The total protein in cells or tissues was extracted using RIPA buffer (BOSTER, AR0105, China). The protein concentration was determined using the BCA method (KeyGEN BioTECH, KGP902, China), and 40 μg of protein from each sample was separated on 10% SDS-PAGE gels and then transferred to 0.45-µm PVDF membranes (Millipore, IPVH00010, USA) with 150 mA current for 1 h. Skim milk (5%) was used as the blocking solution and incubated with the membranes at 37 °C for 1 h. Then, the membranes were incubated with anti-MAP3K2 (1:500, ab33918, Abcam, USA), anti-PBX3 (1:1000, ab56239, Abcam, USA), anti-p-ERK1/2 (1:1000, ab214362, Abcam, USA), anti-p-p38 (1:1000, ab4822, Abcam, USA), anti-p-JNK (1:1000, ab4821, Abcam, USA), anti-ERK (1:1000, ab17942, Abcam, USA), anti-p38 (1:1000, ab31828, Abcam, USA), anti-JNK (1:1000, ab124956, Abcam, USA), anti-Cyclin A (1:1000, ab181591, Abcam, USA), anti-Cyclin D (1:1000, ab134175, Abcam, USA), anti-Bcl-2 (1:1000, ab692, Abcam, USA) or anti-Caspase-3 (1:1000, ab13585, Abcam, USA) antibody at 4 °C overnight. After 3 washes in TBST, the PVDF membrane was incubated with goat anti-rabbit IgG (1:3000, ab6721, Abcam, USA) for 1 h at room temperature. Finally, the protein bands were visualized using ECL Western Blotting Substrate (Invitrogen, 32109, USA).
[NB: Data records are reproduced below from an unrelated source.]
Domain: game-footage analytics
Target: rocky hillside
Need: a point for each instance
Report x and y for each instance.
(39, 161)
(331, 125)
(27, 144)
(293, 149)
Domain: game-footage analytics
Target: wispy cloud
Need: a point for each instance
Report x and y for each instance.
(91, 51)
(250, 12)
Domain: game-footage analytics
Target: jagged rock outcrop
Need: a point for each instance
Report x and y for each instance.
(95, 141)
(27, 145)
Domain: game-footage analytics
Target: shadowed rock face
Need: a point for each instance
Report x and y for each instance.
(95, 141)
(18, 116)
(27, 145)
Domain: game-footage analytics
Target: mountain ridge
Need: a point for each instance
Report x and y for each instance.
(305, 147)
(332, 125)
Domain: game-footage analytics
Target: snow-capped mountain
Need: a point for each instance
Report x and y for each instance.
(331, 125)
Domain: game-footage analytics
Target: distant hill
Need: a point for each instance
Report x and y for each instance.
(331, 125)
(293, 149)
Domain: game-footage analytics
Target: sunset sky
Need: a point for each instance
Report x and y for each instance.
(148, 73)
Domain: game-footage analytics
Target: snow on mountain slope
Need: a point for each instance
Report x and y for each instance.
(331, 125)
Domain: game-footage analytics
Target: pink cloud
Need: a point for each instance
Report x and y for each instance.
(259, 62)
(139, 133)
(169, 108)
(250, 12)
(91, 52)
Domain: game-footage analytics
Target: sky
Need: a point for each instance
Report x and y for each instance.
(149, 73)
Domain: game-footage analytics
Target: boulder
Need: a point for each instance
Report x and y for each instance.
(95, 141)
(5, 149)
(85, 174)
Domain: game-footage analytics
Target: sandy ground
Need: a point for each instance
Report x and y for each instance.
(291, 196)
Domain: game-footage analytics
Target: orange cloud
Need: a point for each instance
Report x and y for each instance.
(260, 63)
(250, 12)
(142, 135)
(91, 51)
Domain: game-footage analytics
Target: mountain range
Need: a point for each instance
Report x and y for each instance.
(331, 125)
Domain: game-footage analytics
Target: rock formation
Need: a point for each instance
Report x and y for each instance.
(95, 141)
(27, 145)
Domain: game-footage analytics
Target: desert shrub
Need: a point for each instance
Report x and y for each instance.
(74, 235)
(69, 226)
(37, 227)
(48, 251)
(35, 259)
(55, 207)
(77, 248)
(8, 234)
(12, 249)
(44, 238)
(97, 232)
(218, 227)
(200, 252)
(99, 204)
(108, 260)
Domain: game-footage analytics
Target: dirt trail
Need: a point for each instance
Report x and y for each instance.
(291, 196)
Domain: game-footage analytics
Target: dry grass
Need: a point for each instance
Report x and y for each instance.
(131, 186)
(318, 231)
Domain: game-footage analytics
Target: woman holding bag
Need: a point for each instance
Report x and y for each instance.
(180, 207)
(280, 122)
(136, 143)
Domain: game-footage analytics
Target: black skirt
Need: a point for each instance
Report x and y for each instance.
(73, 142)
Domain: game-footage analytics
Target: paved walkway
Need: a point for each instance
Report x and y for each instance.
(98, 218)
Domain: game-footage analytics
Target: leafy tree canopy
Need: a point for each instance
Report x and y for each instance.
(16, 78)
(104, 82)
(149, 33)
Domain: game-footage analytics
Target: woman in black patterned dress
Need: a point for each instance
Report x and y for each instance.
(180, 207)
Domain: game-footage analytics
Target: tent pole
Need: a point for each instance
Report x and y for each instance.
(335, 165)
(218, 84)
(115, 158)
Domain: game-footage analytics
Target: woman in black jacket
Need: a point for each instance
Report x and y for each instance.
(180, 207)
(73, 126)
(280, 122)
Cell proliferation analysis

Cell proliferation was analyzed using an MTT assay (Sigma, M2128, USA) according to the manufacturer’s instructions. HepG2 cell and SMMC-7721 cells (100 µL containing 5 × 103 cells) suspensions were added to each well in a 96-well plate and incubated for 12 h. HepG2 cells were respectively transfected with miR-302a mimics, inhibitor and miR-shNC vectors using Lipofectamine 2000. For the reverse experiment, HepG2 cell and SMMC-7721 cells treated with miR-302a mimics were transfected with a MAP3K2/PBX3 overexpression vector. At different time points (0 h, 12 h, 24 h, 36 h,48 h and 72 h), the culture medium was removed and replaced with culture medium containing 10 μL of sterile MTT dye (5 mg/mL). After incubation at 37 °C for 4 h, the MTT solution was removed, and 150 μL of dimethyl sulfoxide (DMSO) was added to dissolve the formazan crystals. Spectrometric absorbance at 450 nm was measured with a BioTek Synergy2 microplate photometer (BioTek, Synergy2, USA). Three biological replicates were conducted.

Cell apoptosis analysis

Cells were harvested and reseeded in six-well plates at a density of 1 × 106 cells per well after 48 h of transfection. HepG2 cell and SMMC-7721 cells were respectively transfected with miR-302a mimics, inhibitor and miR-shNC vectors using Lipofectamine 2000. For the reverse experiment, miR-302a-treated cells were transfected with MAP3K2/PBX3 overexpression vector. An Annexin V-FITC/PI apoptosis detection kit was used for apoptosis assays (Keygen Biotech, Nanjing, China). After resuspension in 400 μL of Annexin V binding buffer, the cells were incubated with 5 µL of FITC-conjugated Annexin V and 5 µL of PI for 15 min in the dark at room temperature. The early (Annexin V+/PI−) and late apoptotic (Annexin V+/PI+) cells were analyzed using a FACScan flow cytometer (BD Biosciences, San Diego, CA, USA).

Statistical analysis

The data are reported as the mean ± standard deviation (SD). For comparison of the two study groups, statistical analysis was performed using Student’s t-test. Differences among three groups were analyzed using Fisher’s least significant difference (LSD) method or Dunnett T3 two-way analysis of variance (ANOVA) using SPSS 19.0 software (IBM Corp. Armonk, NY, USA). Values of P < 0.05 were regarded as statistically significant.